As she gracefully ascends the ladder of London success, Diana brings to mind a distaff version of Budd Schulberg’s Sammy Glick, or a British cousin to Eve Harrington of All About Eve. But there is a major difference between those American schemers and this English one—Diana has no grand design in mind. She may be fascinated by the spectacle of money and power, but she does not go after it in an organized way. Improvising her every move, she takes advantage of whatever strikes her fancy at the moment—from living in a peasant’s hovel to taking up residence in a Palazzo across the bay. She is ideally equipped to living for the moment. But when the moment passes, she is lost. If she is reminiscent of anyone, it is Louise Brook’s Lulu in Pabst’s Pandora’s Box—the innocent destroyer unaware of her means and ends. Lulu ended up dead, a victim of Jack the Ripper, no less. Diana, on the other hand, faces that fate worse than death that every swinging Londoner of the sixties dreaded most– boredom. Married in the end—like Grace Kelly—to a wealthy Italian prince, she finally has every camera turned towards her. But Diana only wants to turn away, in boredom and despair.

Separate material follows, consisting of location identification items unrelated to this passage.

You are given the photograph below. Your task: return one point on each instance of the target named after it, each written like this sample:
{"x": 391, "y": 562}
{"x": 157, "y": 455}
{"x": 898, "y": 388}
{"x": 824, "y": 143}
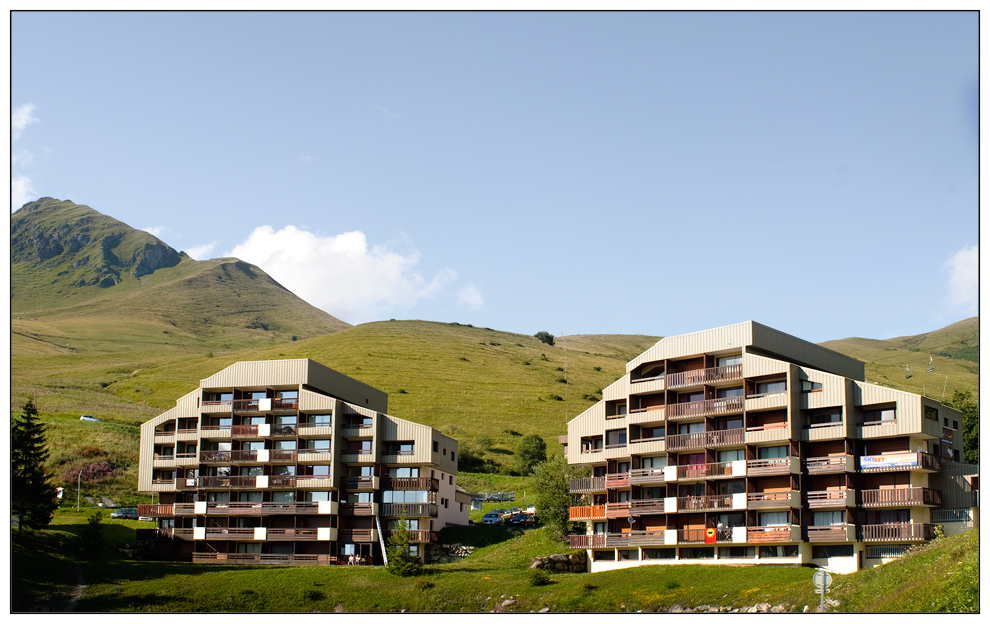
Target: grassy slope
{"x": 938, "y": 577}
{"x": 886, "y": 359}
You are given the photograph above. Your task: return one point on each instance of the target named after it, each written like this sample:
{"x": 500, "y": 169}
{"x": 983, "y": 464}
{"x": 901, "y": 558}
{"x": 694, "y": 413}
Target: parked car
{"x": 491, "y": 518}
{"x": 519, "y": 519}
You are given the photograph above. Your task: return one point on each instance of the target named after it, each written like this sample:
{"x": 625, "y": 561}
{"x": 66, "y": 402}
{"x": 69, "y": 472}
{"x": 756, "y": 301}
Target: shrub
{"x": 539, "y": 577}
{"x": 544, "y": 337}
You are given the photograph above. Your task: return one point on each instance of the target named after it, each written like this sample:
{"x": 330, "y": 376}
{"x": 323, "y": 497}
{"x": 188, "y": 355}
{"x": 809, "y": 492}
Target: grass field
{"x": 942, "y": 576}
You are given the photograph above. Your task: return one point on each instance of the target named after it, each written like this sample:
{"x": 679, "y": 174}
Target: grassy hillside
{"x": 941, "y": 576}
{"x": 954, "y": 352}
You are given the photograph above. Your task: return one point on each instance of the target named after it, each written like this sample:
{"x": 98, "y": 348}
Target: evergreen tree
{"x": 400, "y": 561}
{"x": 32, "y": 496}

Schlesinger and Raphael trace all the ins and outs of Diana’s world with a ruthless intensity that leaves no room for sentimentality. We get to peek at hypocrisy in action at a high class charity benefit (Chapter 5), get the lowdown on la dolce vita at a wild party (Chapter 10), and even see the doings behind closed boardroom doors (Chapter 12), where British entrepreneurs court German financiers by encouraging them to appreciate Diana’s modeling image for its “Aryan quality.” But we in the audience get to see other less superficial qualities in Diana, thanks to Julie Christie’s performance. Christie was just beginning to make a name for herself when Darling came along, her most important previous performance being in Schlesinger’s Billy Liar. There she played a free-living small-town girl called Liz, who, having had enough of that sort of life, had opted for taking off to the big city—leaving the film’s shy hero behind her. The big scene of the film was one of Christie simply walking through town—happy and carefree. She was quite obviously a natural creature of the cinema—someone the camera loved.

Years later, Christie confessed that Darling was a most difficult project. For the problems all actors encounter with making a film shot out of chronological sequence were compounded by the fact that the sequences were extremely short and constantly being revised during the course of the shooting. She did not know whether her character was coming or going from one moment to the next. Yet it is this same instability that keeps the character so alive on screen—for Christie’s uncertainty matches that of Diana.

She receives excellent support from Dirk Bogarde, who manages to make the ploddingly-honest Robert compelling, and Laurence Harvey at his sexy-slimiest as Miles. Both men had well-established careers by this time. John Schlesinger would go on to direct such films as Midnight Cowboy and Sunday, Bloody Sunday. And Christie would find the likes of Dr. Zhivago, McCabe and Mrs. Miller, Shampoo, and The Gold Diggers in her future. Wonderful, worthwhile projects all—and the first sparks of the excitement they were to bring can be seen right here in Darling.